Friday, November 12, 2010

Fixing it (part 1)

So, there are a lot of things about the U.S. educational system that are broken. What are those things, and how can they be fixed?

I think I'm going to do this as a multi-parter and add on posts as I think of things.

Today, I'm going to talk about underpreparedness. I'm a college prof, so I see students after they've passed through K-12 (and in some cases, after they've earned an Associate's degree somewhere). The level of preparation varies widely.

The best students we get are as good as any students anywhere. They can write college-level papers, they know how to do library research, they know where to go for extra help when needed, they can keep up with math and data analysis. Some of these students are actually "non traditional" students - people who have been in the workforce (or moms who have been in a different "workforce" - stayed at home till their kids were grown). Some are former military. Some were homeschooled. Some just had a really good basic education in grade and high school.

I don't worry too much about them, because they will almost certainly succeed. Also, I know if they have problems or questions, they will come and find me and get help.

The problem is the students who are not prepared. We have some students that aren't reading at a college level - they don't read the textbooks (in some cases, maybe can't understand all that's in the textbook), they don't do outside reading, they balk when asked to do research that requires reading a diversity of sources.

In some cases, there may be learning disabilities involved. But I've known a few people with dyslexia who went on to earn advanced degrees. Yes, it's harder and yes, it takes more work, but having a reading disability doesn't mean you can just throw up your hands and say that it's too hard for you, and you need alternate assignments. (If reading really is that much of a challenge, perhaps an alternative education path to being in college should be considered. But that's a discussion for another time).

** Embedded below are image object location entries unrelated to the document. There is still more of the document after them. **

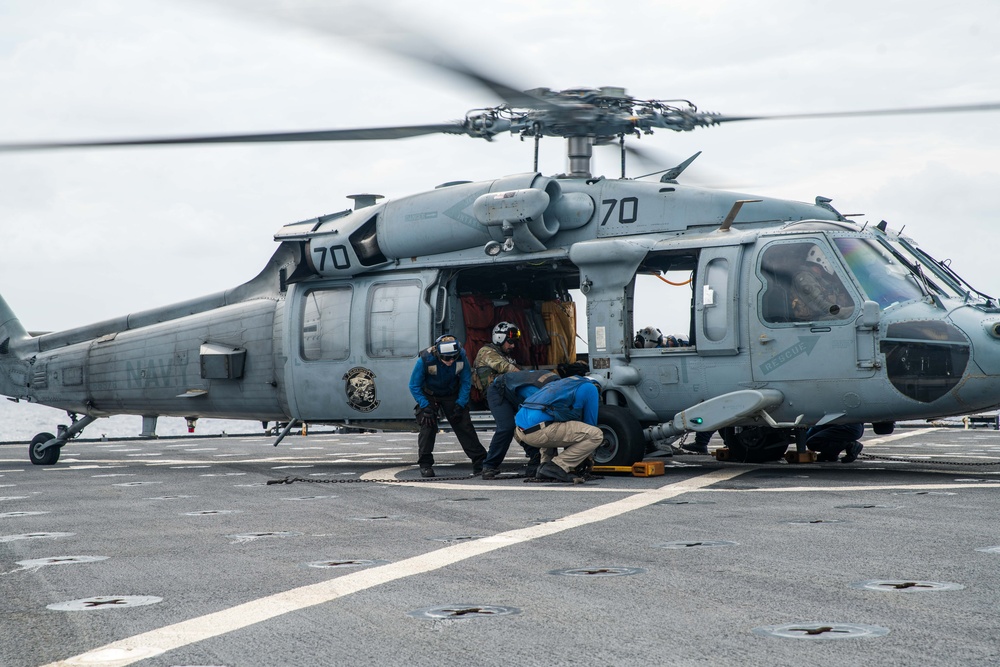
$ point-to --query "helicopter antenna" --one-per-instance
(621, 142)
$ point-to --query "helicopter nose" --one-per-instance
(925, 359)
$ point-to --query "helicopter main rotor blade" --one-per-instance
(378, 29)
(989, 106)
(360, 134)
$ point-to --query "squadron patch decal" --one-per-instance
(359, 384)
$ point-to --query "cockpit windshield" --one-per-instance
(884, 279)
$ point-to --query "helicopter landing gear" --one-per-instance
(40, 455)
(755, 444)
(45, 447)
(624, 443)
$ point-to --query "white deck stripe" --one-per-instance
(156, 642)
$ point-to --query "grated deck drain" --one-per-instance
(105, 602)
(869, 507)
(904, 586)
(462, 611)
(821, 631)
(33, 536)
(674, 501)
(249, 537)
(345, 563)
(457, 538)
(689, 544)
(60, 560)
(924, 493)
(598, 571)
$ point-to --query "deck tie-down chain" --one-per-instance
(291, 480)
(903, 459)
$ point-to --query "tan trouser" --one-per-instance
(578, 438)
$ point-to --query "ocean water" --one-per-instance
(20, 422)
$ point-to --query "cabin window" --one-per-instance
(326, 324)
(715, 299)
(883, 278)
(661, 300)
(392, 319)
(801, 284)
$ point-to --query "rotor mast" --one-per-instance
(579, 151)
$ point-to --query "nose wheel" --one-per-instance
(43, 457)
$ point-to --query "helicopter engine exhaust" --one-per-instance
(524, 211)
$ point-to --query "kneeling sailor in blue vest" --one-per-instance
(442, 379)
(563, 413)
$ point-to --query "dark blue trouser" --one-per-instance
(701, 439)
(503, 416)
(830, 440)
(461, 424)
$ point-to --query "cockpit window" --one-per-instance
(883, 278)
(802, 285)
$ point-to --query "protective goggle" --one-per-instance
(448, 349)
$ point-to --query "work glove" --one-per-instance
(586, 467)
(427, 416)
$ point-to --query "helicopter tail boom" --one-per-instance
(11, 333)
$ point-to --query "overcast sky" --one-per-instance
(88, 235)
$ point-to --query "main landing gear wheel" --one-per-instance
(43, 457)
(755, 444)
(623, 443)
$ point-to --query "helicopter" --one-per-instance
(329, 330)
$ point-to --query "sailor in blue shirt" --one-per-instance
(563, 413)
(442, 380)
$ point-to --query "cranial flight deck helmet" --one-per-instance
(506, 332)
(447, 347)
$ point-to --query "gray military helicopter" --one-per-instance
(796, 315)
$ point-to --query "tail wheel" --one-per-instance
(623, 442)
(756, 444)
(43, 457)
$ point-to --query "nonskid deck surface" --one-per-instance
(177, 551)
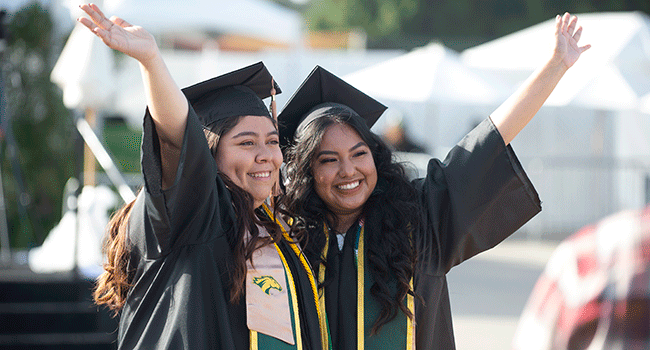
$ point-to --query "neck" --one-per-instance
(345, 221)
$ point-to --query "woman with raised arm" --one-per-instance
(201, 262)
(381, 244)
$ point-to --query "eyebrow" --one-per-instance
(252, 133)
(351, 149)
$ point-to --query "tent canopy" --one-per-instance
(431, 74)
(612, 75)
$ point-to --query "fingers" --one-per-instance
(120, 22)
(572, 25)
(577, 34)
(565, 22)
(96, 16)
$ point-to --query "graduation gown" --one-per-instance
(472, 201)
(180, 292)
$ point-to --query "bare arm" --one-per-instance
(511, 117)
(167, 104)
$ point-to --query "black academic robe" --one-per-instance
(472, 201)
(180, 252)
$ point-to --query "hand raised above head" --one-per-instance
(566, 39)
(120, 35)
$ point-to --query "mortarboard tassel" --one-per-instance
(274, 110)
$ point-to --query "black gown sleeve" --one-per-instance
(473, 200)
(196, 200)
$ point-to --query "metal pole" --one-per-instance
(5, 245)
(5, 248)
(104, 159)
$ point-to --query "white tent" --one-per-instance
(439, 97)
(587, 149)
(84, 71)
(261, 19)
(612, 75)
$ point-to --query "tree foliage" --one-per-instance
(457, 23)
(41, 125)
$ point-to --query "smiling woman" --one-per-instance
(398, 239)
(181, 271)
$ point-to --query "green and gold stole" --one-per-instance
(398, 333)
(262, 341)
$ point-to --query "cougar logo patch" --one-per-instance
(266, 283)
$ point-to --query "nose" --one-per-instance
(346, 169)
(264, 154)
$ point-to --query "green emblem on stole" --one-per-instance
(266, 283)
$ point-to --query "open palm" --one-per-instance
(567, 37)
(120, 35)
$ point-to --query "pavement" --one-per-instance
(489, 291)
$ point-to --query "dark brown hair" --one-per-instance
(113, 284)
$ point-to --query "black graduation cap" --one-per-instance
(322, 88)
(237, 93)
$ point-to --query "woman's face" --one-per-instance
(249, 154)
(344, 170)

In other cases - I just don't think kids read as much. Or that reading instruction is what it used to be. I can't really talk about reading instruction as I learned to read at 4, and I don't remember how I did it, I just remember being able to read. My parents read to me a lot. There were books in the house. We went to the library and got picture books. And I had a big Richard Scarry "Encyclopedia" that had entries for every letter of the alphabet, and I think looking at that actually helped the whole "letters" thing click, and then the reading thing came after.

I do think it's a mistake for parents to rely on the schools to teach their child all of reading. Reading to a kid - well, I don't have kids, but it seems to me that would be one of the most fun parts of parenting. (I know my mom said she missed it when my brother and I got old enough that she couldn't really read to us any more). And I remember my parents pointing stuff out to me, signs and letters and things. And playing games, like "I Spy," where knowing letters and what word starts with what is an important part.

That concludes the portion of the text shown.